Harris Chemical NA Inc. issued $585 million of debt in the two-part deal. The first part consisted of $250 million of senior secured discount notes due in 2001. The notes noncallable for five years, were priced at 80.147 to yield 10.25%. The notes were rated B2 by Moody's and B-plus by Standard & Poor's.

The second part consisted of $335 million of 10.75% senior subordinated notes due in 2003. The notes, noncallable for five years, were priced at par to yield 10.75%. The notes were rated B3 by Moody's Investors Service and B by Standard & Poor's. Goldman, Sachs & Co. managed the offering.

BHP Finance USA Ltd., a unit of Broken Hill Proprietary Co., issued $500 million of debt in a two-part deal. The first part consisted of $300 million of 5.625% guaranteed notes due in 2000. The notes, noncallable for five years, were priced at 99.750 to yield 5.669%, a spread of 68 basis points over comparable Treasuries.

The second part consisted of $200 million of 6.75% guaranteed debentures due in 2013. The debentures, noncallable for six years, were priced at 99.55 to yield 6.791%, a spread of 78 basis points over comparable Treasuries. Morgan Stanley & Co. managed the issue, which is rated A2 by Moody's and A by Standard & Poor's.

Maxus Energy issued $200 million of 9.375% notes due in 2003. The notes, noncallable for seven years, were priced at part to yield 9.375%. CS First Boston managed the issue, which was rated B1 by Moody's and BB by Standard & Poor's.

Agriculture Minerals and Chemical Inc. sold $175 million of 10.75% senior notes due in 2003. The notes, noncallable for five years, were priced at par to yield 10.75%. Morgan Stanley managed the issue, which was rated B2 by Moody's and B by Standard & Poor's.

Federal National Mortgage Association issued $150 million of medium-term notes due in 2003. The notes were priced at par to yield 5.82%, a spread of 82 basis points over comparable Treasuries.

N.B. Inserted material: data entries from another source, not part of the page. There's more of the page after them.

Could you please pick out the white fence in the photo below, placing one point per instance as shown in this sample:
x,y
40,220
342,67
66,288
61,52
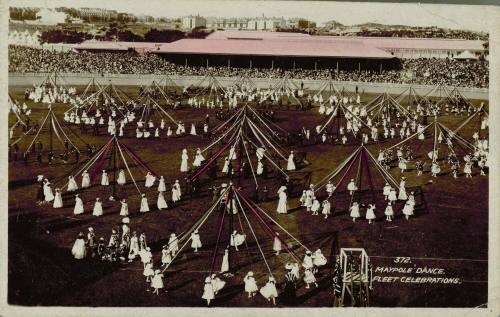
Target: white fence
x,y
30,79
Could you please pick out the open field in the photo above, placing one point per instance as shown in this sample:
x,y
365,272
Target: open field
x,y
449,231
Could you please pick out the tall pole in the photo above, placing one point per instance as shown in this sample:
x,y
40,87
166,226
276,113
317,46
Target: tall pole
x,y
50,129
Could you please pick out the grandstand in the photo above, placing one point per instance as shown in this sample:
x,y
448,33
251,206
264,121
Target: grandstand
x,y
295,50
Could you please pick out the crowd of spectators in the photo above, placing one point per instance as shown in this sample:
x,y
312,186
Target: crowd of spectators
x,y
462,73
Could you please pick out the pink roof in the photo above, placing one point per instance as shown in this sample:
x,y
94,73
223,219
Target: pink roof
x,y
273,48
223,35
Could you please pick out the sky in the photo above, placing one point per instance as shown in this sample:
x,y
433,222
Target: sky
x,y
469,17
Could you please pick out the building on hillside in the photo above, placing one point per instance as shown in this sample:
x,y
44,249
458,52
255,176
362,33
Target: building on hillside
x,y
96,14
266,24
228,24
192,22
50,17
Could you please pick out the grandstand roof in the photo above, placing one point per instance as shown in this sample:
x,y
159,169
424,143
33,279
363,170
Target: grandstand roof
x,y
115,46
289,47
378,42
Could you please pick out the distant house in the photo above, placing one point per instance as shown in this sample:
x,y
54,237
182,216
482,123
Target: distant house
x,y
192,22
50,17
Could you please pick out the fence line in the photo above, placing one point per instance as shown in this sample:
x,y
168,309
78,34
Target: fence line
x,y
77,79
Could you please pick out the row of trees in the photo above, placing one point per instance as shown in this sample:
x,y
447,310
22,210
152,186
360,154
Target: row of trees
x,y
117,33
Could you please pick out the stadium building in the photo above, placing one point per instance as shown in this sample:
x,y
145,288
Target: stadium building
x,y
296,50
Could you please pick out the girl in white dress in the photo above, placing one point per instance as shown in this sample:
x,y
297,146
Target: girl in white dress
x,y
78,210
354,211
134,247
386,190
97,208
392,196
166,257
269,290
389,212
198,159
104,178
78,250
47,192
326,208
58,199
72,186
282,203
124,208
148,271
408,210
277,244
184,161
195,240
351,187
318,258
161,203
330,188
370,213
150,180
208,290
121,178
309,277
161,185
303,198
290,164
315,206
250,284
157,282
237,239
176,191
468,170
85,179
144,204
225,262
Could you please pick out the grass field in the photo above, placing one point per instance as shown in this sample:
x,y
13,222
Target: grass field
x,y
449,231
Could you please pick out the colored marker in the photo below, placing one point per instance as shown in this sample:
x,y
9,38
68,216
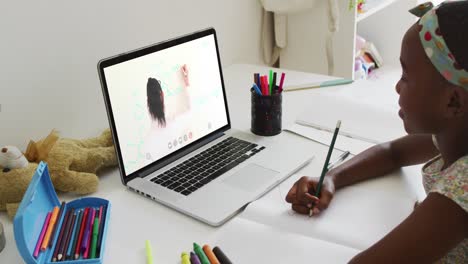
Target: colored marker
x,y
221,256
149,252
185,258
61,235
257,89
273,82
75,226
270,81
265,86
80,237
95,234
66,236
50,227
201,255
257,79
281,82
72,249
101,229
59,216
194,258
211,256
90,233
42,234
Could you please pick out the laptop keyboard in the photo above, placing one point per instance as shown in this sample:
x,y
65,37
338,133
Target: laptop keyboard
x,y
206,166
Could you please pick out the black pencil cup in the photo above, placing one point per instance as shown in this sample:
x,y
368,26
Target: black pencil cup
x,y
266,114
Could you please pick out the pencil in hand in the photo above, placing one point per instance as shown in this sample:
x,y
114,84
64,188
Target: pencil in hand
x,y
325,165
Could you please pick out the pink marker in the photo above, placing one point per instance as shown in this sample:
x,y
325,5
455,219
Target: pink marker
x,y
93,215
281,82
41,236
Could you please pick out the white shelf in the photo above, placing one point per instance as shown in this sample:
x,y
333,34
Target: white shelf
x,y
373,6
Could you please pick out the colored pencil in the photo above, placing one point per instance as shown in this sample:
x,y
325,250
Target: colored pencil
x,y
66,237
94,238
59,217
50,227
77,235
61,235
101,230
76,226
42,234
88,234
82,228
325,165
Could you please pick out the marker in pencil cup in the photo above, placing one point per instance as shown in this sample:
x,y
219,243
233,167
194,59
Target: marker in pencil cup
x,y
266,105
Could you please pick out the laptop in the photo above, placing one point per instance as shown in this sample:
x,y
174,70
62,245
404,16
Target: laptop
x,y
169,118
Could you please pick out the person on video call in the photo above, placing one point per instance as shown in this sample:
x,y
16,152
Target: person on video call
x,y
163,126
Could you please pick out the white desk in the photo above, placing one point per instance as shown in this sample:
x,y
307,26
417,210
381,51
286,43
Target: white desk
x,y
358,217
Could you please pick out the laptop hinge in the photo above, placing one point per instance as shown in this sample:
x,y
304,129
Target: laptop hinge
x,y
183,153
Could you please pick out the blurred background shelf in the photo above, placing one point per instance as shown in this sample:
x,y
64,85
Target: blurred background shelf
x,y
373,6
384,24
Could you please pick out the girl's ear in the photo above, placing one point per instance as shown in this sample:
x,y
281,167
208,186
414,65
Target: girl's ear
x,y
457,102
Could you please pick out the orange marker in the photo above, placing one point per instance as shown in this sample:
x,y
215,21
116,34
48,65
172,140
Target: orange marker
x,y
53,219
211,256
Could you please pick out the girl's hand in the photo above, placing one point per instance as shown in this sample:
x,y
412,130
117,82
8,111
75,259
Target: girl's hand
x,y
302,197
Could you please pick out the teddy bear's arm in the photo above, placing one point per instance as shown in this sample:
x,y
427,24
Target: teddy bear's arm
x,y
104,140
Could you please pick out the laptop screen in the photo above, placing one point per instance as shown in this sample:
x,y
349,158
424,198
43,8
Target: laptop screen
x,y
165,100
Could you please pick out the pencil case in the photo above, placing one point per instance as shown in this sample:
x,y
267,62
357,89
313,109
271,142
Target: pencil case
x,y
40,199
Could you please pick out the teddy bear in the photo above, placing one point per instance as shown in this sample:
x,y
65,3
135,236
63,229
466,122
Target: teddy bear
x,y
72,165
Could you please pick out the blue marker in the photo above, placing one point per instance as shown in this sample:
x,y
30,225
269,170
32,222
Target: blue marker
x,y
257,89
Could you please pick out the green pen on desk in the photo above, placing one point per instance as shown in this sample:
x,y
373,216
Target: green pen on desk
x,y
325,165
318,85
199,251
149,253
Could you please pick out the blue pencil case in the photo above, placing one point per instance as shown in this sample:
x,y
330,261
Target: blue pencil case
x,y
40,199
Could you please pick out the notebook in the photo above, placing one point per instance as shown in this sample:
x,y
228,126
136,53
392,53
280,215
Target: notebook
x,y
169,118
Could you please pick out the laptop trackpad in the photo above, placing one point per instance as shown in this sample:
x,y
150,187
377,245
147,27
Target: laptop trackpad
x,y
251,177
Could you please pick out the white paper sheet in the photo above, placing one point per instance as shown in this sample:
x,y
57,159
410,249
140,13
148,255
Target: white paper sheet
x,y
342,143
358,216
359,121
244,241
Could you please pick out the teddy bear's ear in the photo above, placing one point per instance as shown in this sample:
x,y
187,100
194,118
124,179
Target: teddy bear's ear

CS First Boston managed the deal.

Jersey Central Power and Light Co. issued $150 million of 6.75% first mortgage bonds due in 2025. The bonds, noncallable for 10 years, were priced at 98.887 to yield 6.386%, a spread of 83 basis points over the 7 1/4 0/0 30-year Treasury bond. Morgan Stanley managed the issue.

Sifto Canada Inc., another unit of Harris Chemical Group, issued $100 million of 8.5% senior secured notes due in 2003. The notes were priced at par to yield 8.5%. Goldman Sachs managed the issue, which was rated B1 by Moody's and BB-minus by Standard & Poor's.

Sevel Argentine SA sold $100 million of 8.5% bonds due in 1996 in the U.S. under Securities and Exchange Commission Rule 144a. The bonds were priced at 99.784 to yield 8.583%, a spread of 450 basis points over comparable Treasury notes. Citibank International managed the offering.